An area of interest currently undergoing further study is the use of cytotoxic T lymphocytes (T cells). These cells can be extracted from a patient and modified to express a chimeric antigen receptor (CAR) specific to an identified tumor antigen [35]. This process leads to the specific identification and elimination of tumor cells, with relative sparing of non-tumor host cells compared to traditional chemotherapeutic agents. These genetically-modified T cells, known as CAR T cells, have proven to be successful in treating a number of hematologic cancers. As a result, this treatment modality is the focus of many research initiatives, to include the investigation of their efficacy in primary CNS tumors. Thus far, this avenue has been relatively unproductive in the way of CNS malignancies given the famously vast antigenic heterogeneity within the tumor microenvironment [36]. Additionally, solid tumors are typically foci of relative immunosuppression, which presents a challenge due to the limited efficacy of immunotherapy in these regions.

In addition, to work in chemotherapeutics there is also promising work being done outside of pharmacology in order to overcome the BBB. Recently, this barrier has been overcome with the utilization of LIFU in combination with intravenous- administered oscillating microbubbles (MBs) [37]. High-intensity focused ultrasound (HIFU) has been used to directly destroy glioblastoma tissue and its surroundings.
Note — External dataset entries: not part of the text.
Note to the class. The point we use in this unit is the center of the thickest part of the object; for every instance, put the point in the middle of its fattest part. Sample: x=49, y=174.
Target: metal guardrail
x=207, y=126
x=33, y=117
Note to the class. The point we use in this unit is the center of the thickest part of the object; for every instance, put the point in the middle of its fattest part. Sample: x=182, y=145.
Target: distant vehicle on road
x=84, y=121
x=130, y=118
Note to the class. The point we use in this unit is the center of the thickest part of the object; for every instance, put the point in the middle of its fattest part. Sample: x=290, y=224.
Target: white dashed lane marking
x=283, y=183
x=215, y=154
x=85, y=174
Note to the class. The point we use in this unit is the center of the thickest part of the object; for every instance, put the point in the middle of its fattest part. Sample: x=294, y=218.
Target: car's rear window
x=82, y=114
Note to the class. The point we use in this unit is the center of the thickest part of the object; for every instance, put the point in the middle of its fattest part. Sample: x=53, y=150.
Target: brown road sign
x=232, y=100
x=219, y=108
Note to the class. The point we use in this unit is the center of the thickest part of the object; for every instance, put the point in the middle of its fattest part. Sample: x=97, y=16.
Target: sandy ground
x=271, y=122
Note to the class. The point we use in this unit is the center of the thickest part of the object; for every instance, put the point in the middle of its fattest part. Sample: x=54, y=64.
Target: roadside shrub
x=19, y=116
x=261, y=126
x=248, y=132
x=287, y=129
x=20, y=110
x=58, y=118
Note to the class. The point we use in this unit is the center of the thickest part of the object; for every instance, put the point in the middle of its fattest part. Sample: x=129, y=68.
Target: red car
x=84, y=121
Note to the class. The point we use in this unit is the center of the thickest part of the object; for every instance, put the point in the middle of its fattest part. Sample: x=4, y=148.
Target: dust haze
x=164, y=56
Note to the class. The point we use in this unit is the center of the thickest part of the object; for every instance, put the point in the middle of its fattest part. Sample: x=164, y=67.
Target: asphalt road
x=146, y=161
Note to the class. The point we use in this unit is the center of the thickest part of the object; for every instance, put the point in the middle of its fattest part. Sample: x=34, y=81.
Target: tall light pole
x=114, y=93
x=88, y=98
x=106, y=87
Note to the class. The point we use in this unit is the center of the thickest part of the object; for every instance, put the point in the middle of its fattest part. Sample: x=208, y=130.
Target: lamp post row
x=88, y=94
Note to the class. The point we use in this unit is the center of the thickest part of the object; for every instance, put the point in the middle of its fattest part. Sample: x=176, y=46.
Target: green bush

In contrast, LIFU is a non-invasive technique where ultrasound waves converge, altering the permeability of the BBB and allowing drug delivery into a specific region of the brain [37]. These lower-energy, non-continuous waves focused on the exogenously administered MBs temporarily disrupt the barrier, allowing onco-therapeutics to cross over within the given time frame [38, 39]. The use of these lower modalities has been shown to be safe for the brain parenchyma.

While the advancements in the treatment of primary CNS tumors are promising and have success in improving survival rates. They also show promise in applications beyond tumor treatment with potential applications to the treatment of Parkinsonian and Essential tremors. However, the limited treatment options also represent the relatively neoteric domain of tumor pharmacology. Moving towards the future, our understanding of the BBB will need to continue to be explored in order to better understand how to navigate its intricacies in order to more optimally and effectively treat patients.